Aujourd’hui, devait écrire l’auteur près de vingt ans après la parution de son livre, il semble pratiquement possible que cette horreur s’abatte sur nous dans le délai d’un siècle. Du moins, si nous nous abstenons d’ici là de nous faire sauter en miettes… Nous n’avons le choix qu’entre deux solutions : ou bien un certain nombre de totalitarismes nationaux, militarisés, ayant comme racine la terreur de la bombe atomique, et comme conséquence la destruction de la civilisation (ou, si la guerre est limitée, la perpétuation du militarisme) ; ou bien un seul totalitarisme supranational, suscité par le chaos social résultant du progrès technologique.

Finalement, ce n’est pas ce que l’on recherche ou souhaiterais ? Un monde de bonheur, sans maladie, sans vieillesse, où l’on peut faire les activités que l’on souhaite à volonté (tant qu’elles sont payantes et donc entraînent la consommation), où il y a liberté sexuelle, où il n’y a pas d’émotion forte (amour, haine, envie, jalousie etc), où il n’y a pas d’oppression de la population, car finalement tout le monde est heureux, où il n’y a pas de surpopulation, où l’on est conditionné à notre caste et donc on reste dans notre case, sans avoir à envier les autres. Vraiment, ça vend du rêve, car finalement tout le monde est heureux (à quelques guss près, comme le personnage principal qui malgré sa caste d’Alpha est plus petite que les autres, donc il se sent différent et il n’y a pas de place à la différence dans ce monde). La preuve, les dirigeants ne cherchent même pas à oppresser le peuple, il n’y en a pas besoin. Du coup, on se demande qu’elle est la contrepartie de ce bonheur ? Être “brainless” mais vu le conditionnement subit, on ne s’en rend pas compte. Sauf si on arrête de prendre la fameuse pilule, comme le fait le personnage principal en début du roman, dans ce cas, il veut être lui-même et commence même à doute sur la société dans laquelle il vit, il lui manque quelque chose, mais il ne sait quoi. Sa compagne du moment prend ses dires comme un délire d’hérétique, tellement que le conditionnement est quasi parfait.
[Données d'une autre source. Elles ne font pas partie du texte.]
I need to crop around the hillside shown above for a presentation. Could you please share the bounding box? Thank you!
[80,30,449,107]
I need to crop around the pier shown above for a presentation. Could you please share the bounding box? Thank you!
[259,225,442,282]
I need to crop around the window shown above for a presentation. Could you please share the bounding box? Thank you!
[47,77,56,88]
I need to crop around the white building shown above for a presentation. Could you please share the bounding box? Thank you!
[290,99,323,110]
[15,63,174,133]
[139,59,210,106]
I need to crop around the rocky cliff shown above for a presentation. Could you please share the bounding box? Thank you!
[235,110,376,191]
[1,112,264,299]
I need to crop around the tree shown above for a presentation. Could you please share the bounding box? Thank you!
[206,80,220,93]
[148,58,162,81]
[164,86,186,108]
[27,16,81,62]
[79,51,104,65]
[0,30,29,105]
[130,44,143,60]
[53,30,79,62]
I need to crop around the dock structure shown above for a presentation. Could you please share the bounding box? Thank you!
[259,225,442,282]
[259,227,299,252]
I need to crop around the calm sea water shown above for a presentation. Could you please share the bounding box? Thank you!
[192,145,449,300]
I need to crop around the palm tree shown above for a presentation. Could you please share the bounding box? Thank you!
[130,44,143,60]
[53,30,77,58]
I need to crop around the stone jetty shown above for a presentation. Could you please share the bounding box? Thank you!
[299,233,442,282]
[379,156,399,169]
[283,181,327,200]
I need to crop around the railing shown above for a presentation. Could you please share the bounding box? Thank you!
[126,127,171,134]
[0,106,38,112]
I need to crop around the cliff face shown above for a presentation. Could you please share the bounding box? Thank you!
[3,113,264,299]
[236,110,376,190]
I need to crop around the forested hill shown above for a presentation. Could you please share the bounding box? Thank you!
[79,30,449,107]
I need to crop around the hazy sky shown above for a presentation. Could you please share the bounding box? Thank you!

Voilà, seul prix à payer pour être heureux, sans maladie ni vieillesse, est de prendre une pilule tous les jours (et mourir à 60 ans, car ce sont les effets secondaires de la pilule, en plus d’être une sorte de calmant). Mais vaut-il mieux vivre 60 ans heureux et en pleine forme (enfin les castes basses ont quelques déformations dû à l’utilisation de l’alcool durant les stades embryonnaires, mais ils n’en restent pas moins heureux) plutôt que 80 ans rempli de maladie, de problème et de vieillesse ? Vraiment, cette forteresse dorée est belle et vend du rêve et c’est ça la puissance de ce roman. Je serais prête à mettre aux défis quiconque qui oseraient dire ne pas avoir pensé “ce serait peut être une bonne solution” ou “j’aimerai vivre dans ce monde”.

Pour ma part, non je ne veux pas, pourtant, oui, je trouve qu’il résoudrait de nombreux de problèmes. Je ne veux pas car, telle le scientifique du roman, je ne pourrais plus mener mes recherches (IRL, je fais de la recherche), car, certes les sciences ont permises de créer ce monde qui marche si bien, mais du coup toutes recherches supplémentaires sont interdites pour éviter d’ébranler ce meilleurs des mondes. En même temps, tout est sans maladie, il n’y a plus de recherche à faire dans ce domaine-là. Mais en même temps, je me dis que si je vivais dans ce monde, je serais conditionnée à faire ce pourquoi je suis née, je ne m’en rendrais pas compte.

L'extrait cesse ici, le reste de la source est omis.